Blue Ocean Strategy Strategic Sequence - EBay
eBay operates in a Blue Ocean today due to their ability to capitalize on their
first mover advantage and immense popularity. The BOS sequencing for eBay is:
- Buyer utility: eBay innovated a convenient way for sellers to list, and buyers to bid on and purchase, items online. The utility is clear for both buyers and sellers: buyers get the chance to purchase items at extremely attractive prices due to the buyer-driven market, and sellers are offered the exposure of a global marketplace in which to sell their items—all done with the excitement of an auction-style sale.
- Pricing: since eBay was only a sales broker of sorts, pricing was free for buyers and only a percentage of total sale price for sellers—and in its most basic format, sellers were only charged if the item sold.
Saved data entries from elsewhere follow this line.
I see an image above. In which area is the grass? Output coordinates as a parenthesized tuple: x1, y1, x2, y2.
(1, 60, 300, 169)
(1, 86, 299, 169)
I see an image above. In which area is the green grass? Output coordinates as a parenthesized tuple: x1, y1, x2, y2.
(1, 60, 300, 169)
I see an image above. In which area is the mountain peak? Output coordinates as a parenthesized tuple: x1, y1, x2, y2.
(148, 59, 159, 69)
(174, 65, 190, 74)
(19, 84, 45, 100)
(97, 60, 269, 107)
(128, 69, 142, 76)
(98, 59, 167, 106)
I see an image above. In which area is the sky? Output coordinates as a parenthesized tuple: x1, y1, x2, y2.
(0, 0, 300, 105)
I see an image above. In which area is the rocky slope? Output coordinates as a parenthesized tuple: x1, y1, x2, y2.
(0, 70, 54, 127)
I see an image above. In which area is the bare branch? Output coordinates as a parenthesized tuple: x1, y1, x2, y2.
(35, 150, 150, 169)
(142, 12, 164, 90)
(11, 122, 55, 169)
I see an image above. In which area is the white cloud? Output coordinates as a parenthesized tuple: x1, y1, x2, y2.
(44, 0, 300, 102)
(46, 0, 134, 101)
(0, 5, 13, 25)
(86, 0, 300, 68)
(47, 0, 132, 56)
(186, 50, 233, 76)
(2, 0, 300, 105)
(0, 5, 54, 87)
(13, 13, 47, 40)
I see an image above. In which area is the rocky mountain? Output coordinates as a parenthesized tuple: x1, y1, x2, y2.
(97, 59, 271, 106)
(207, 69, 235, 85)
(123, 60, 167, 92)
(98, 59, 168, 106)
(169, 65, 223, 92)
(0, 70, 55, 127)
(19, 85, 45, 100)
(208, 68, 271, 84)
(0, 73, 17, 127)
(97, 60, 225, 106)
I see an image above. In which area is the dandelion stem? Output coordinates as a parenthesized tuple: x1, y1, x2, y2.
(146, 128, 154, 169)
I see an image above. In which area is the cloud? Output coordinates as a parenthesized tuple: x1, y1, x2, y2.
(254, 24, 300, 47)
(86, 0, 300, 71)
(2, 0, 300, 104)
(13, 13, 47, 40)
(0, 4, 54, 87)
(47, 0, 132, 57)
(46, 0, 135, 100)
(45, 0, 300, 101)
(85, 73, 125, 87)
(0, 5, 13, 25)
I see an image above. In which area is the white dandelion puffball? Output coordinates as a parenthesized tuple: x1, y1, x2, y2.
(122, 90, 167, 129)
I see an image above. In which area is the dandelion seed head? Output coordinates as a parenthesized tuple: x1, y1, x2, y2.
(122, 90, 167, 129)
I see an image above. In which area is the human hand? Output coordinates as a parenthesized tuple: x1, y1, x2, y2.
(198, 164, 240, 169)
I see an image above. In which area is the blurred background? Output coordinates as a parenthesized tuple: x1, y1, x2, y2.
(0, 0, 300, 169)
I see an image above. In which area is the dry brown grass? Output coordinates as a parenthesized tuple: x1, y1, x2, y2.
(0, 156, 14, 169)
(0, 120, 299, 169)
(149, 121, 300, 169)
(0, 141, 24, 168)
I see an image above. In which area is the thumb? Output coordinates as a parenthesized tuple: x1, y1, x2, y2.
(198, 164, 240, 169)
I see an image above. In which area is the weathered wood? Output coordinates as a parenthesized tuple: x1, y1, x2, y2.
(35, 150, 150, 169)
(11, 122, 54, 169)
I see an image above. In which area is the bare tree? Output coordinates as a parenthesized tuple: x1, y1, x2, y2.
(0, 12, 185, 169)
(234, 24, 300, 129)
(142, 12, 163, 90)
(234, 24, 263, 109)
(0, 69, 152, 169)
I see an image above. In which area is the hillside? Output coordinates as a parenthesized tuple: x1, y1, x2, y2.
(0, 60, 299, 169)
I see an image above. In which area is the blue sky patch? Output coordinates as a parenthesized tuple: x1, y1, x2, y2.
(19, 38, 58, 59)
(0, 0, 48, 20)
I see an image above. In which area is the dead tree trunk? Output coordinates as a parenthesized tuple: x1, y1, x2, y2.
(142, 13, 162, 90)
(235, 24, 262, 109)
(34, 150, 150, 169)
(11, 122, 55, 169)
The online auction model was untested, and would be fairly easy to imitate by a competitor, so strategic pricing was set very low since volume was the key as they would be dependent upon network externalities to be successful.
- Cost: since all transactions occurred online, and all with third-party goods offered for sale, overhead was low. eBay was able to apply price-minus costing to arrive at a profitable yet hard to match price cost structure.
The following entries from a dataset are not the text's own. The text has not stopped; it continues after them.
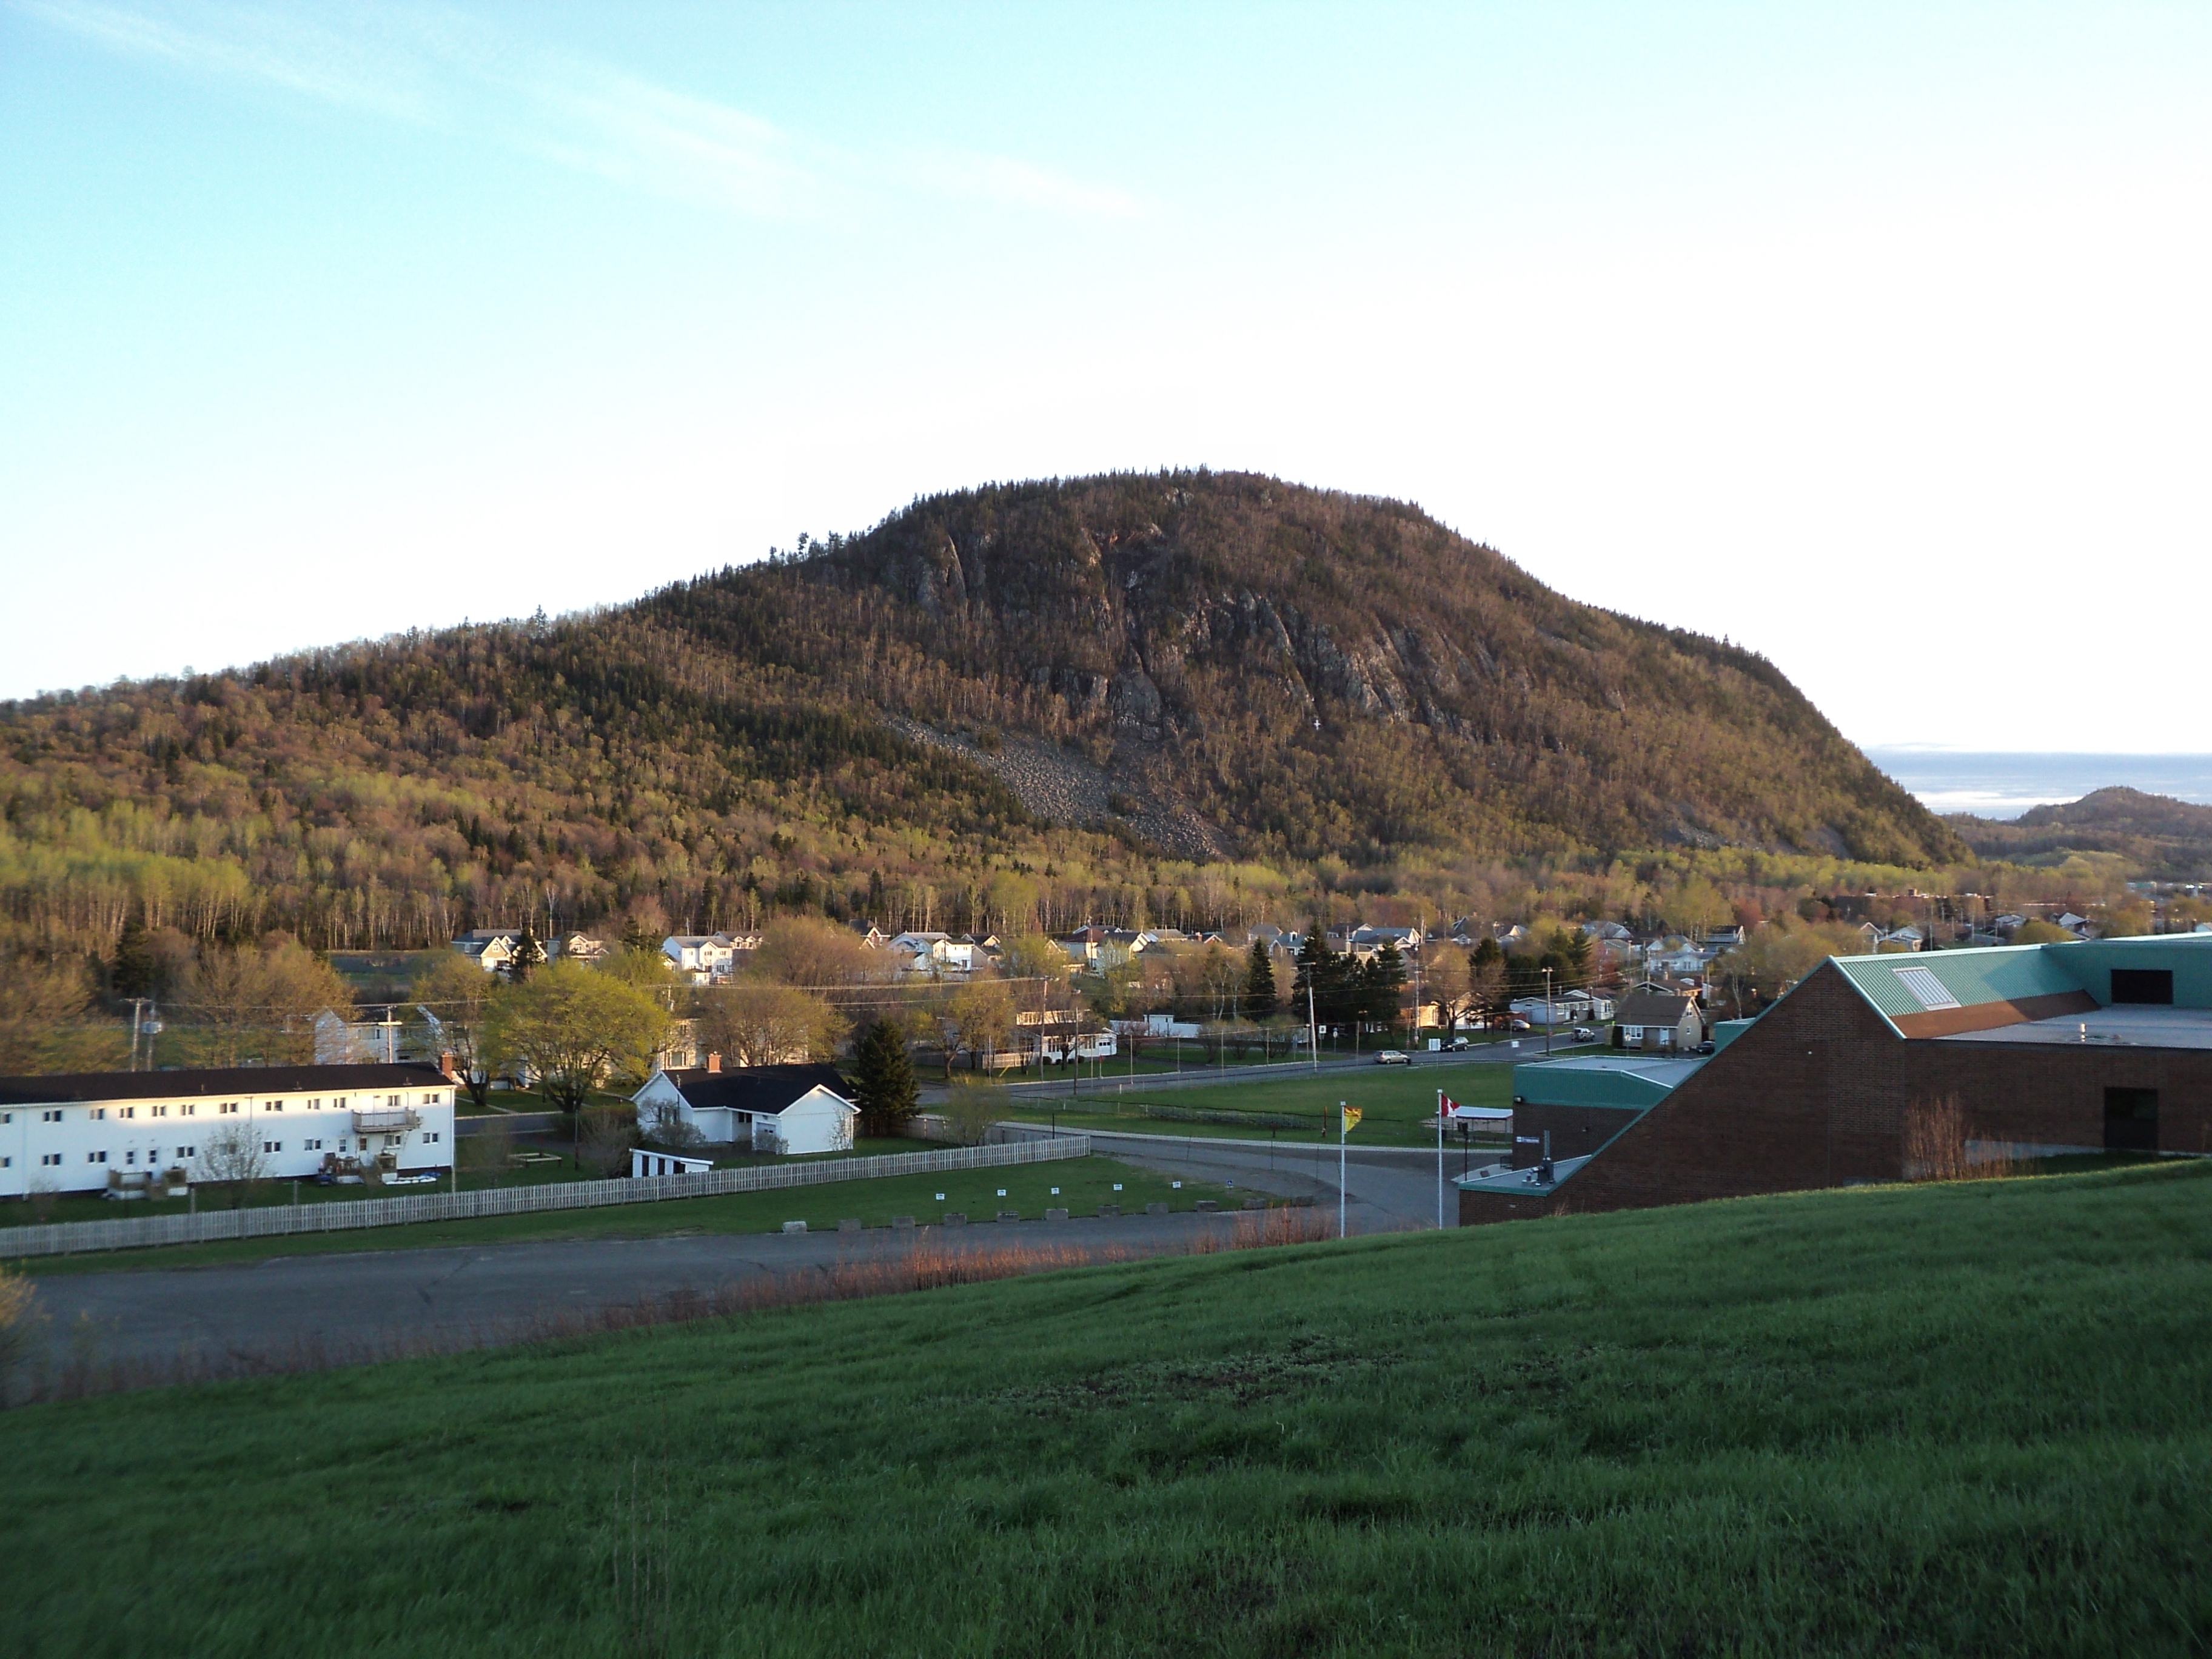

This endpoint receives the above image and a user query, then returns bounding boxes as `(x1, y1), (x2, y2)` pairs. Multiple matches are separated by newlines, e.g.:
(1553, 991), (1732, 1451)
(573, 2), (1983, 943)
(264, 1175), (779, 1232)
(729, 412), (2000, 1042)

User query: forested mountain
(1951, 788), (2212, 880)
(0, 471), (1959, 965)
- Adoption: eBay's clearest adoption hurdle was consumer trust. Today there are numerous tools which were introduced at various points in the history of the business that help create trust in eBay's market, such as detailed seller feedback and dispute resolution processes. However, at the time of company founding, the online auction concept was so new that eBay had to take a leap of faith for the sake of their own market. eBay addresses this on their values page of their website where they state, "Pierre Omidyar founded eBay on a simple idea: people are basically good." eBay started small, and as trust was built quickly gained momentum--aided no doubt by their low pricing structure and overall value innovation.